Jayne KesselJayne Kessel

When Jayne Kessel stepped foot onto Hope College’s campus three years ago, she knew she definitely wanted to do two things: play volleyball and become a teacher.

When Kessel steps foot onto the stage to graduate this spring, she will have done one of those two things.  Her volleyball commitment remained firmly intact. Her teaching decision, well, that got spiked after her freshman year.

Instead, the senior student-athlete, with majors in both chemistry and Spanish, will become a dentist.  In doing so, she pursues her passion for health care, mission work, and the noble endeavor of helping people smile.

“As long as I could remember, I wanted to be a teacher,” says Kessel, who is from Byron Center, Michigan, and graduated from South Christian High School. “But after my first year at Hope, I fell in love with my science classes here.  Chemistry is how my brain naturally works.  That’s the analytical side of me.  But I was always drawn to Spanish too.  I love the grammar aspect of it because it’s logical.”

And she’s good at both too.  Really good.  She has made the dean’s list every semester of her Hope career but even more impressively, for two years in-a-row, when the Hope volleyball team played in the Elite Eight (2013) and then won the national championship (2014) at the NCAA Division III Women’s Volleyball Finals, Kessel earned the Elite 89 Award.  This prestigious honor is given to the student-athlete with the highest cumulative grade-point average at each of the 89 finals sites of NCAA competition.  Kessel won each year with a perfect 4.0.

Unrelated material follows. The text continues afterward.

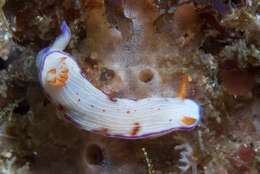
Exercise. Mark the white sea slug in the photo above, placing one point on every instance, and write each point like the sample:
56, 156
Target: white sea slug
92, 110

“Though it was given to me individually, I do believe the award is a reflection of our whole team,” says Kessel, ever the consummate team player.  “It shows our balance and hard work in both volleyball and our studies.  That is what Coach (Becky Schmidt) always emphasizes.”

Schmidt concurs but only to a point.  She’s fully aware that Kessel’s drive toward perfection in the classroom and improvement on the court is self-originating.   No student-athlete works the hours Kessel works without an inner voice telling her that dedication to both identities is real and worthy.   Devoted to the strengthening of her brain and body for the sake of her studies and her team, Kessel is a true role model for her team, for Hope, and for Division III.

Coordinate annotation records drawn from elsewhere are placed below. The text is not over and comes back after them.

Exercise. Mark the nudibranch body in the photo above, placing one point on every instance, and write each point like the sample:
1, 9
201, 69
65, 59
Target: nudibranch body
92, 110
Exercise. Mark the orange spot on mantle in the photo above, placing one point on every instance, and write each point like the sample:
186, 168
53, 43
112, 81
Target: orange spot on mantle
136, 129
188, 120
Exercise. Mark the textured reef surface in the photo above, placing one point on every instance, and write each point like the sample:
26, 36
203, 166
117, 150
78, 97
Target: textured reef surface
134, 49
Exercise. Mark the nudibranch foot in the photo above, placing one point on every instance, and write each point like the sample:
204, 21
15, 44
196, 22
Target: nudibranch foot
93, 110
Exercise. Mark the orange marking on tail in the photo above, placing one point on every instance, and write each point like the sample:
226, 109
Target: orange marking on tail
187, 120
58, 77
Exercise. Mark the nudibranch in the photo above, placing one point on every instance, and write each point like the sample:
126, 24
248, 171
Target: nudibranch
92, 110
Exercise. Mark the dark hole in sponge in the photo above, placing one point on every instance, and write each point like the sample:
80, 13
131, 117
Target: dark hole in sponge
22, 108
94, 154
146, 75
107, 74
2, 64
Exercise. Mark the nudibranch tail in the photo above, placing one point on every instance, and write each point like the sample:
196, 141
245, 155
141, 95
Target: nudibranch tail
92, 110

“Jayne’s greatest strengths are her attention to detail and commitment to learning,” observes Schmidt of her team’s co-captain.  “She helps ensure that everyone is on the page, shows care and support for every member of the team, and maintains championship level standards for everyone all the time.”

Now in the midst of her last season, the libero, or defensive specialist, will be interviewing at five dental schools from coast to coast this fall.  While the application committees certainly will be impressed with her Hope College transcript, what they will also find is a young woman with a heart for helping and exploring.  She has volunteered for two years at Health Intervention Services, a non-profit, faith-based clinic for the uninsured in Grand Rapids, Michigan.  Her experience in Brazil on a medical mission boat on spring break in 2013 not only satisfied a need to serve but also “birthed my interest in the possibility of taking time away from a regular practice to perform missionary dentistry in underserved areas around the world.”

But it was a semester spent in Spain in the spring of 2015, at the Universidad de Alicante, where Kessel encountered the kind of self-discovery and cross-cultural education that ventures abroad are meant for.  There, she uncovered a deeper appreciation for the beauty of new places and people, for a greater sense of independence, and for accepting one’s own mistakes and imperfections, even embracing them.

“I’m a bit of a perfectionist,” Kessel admits, “so early in my time in Spain, I was hesitant to speak much because I was afraid to make a mistake.  But then I realized, it was not about being perfect.  It was about making relationships and building confidence and trust.  It was about listening and expressing ideas.  I absolutely loved my time in Spain, but it’s great to be back (at Hope) too.”

And with that, she flashes a wide, white, toothy smile.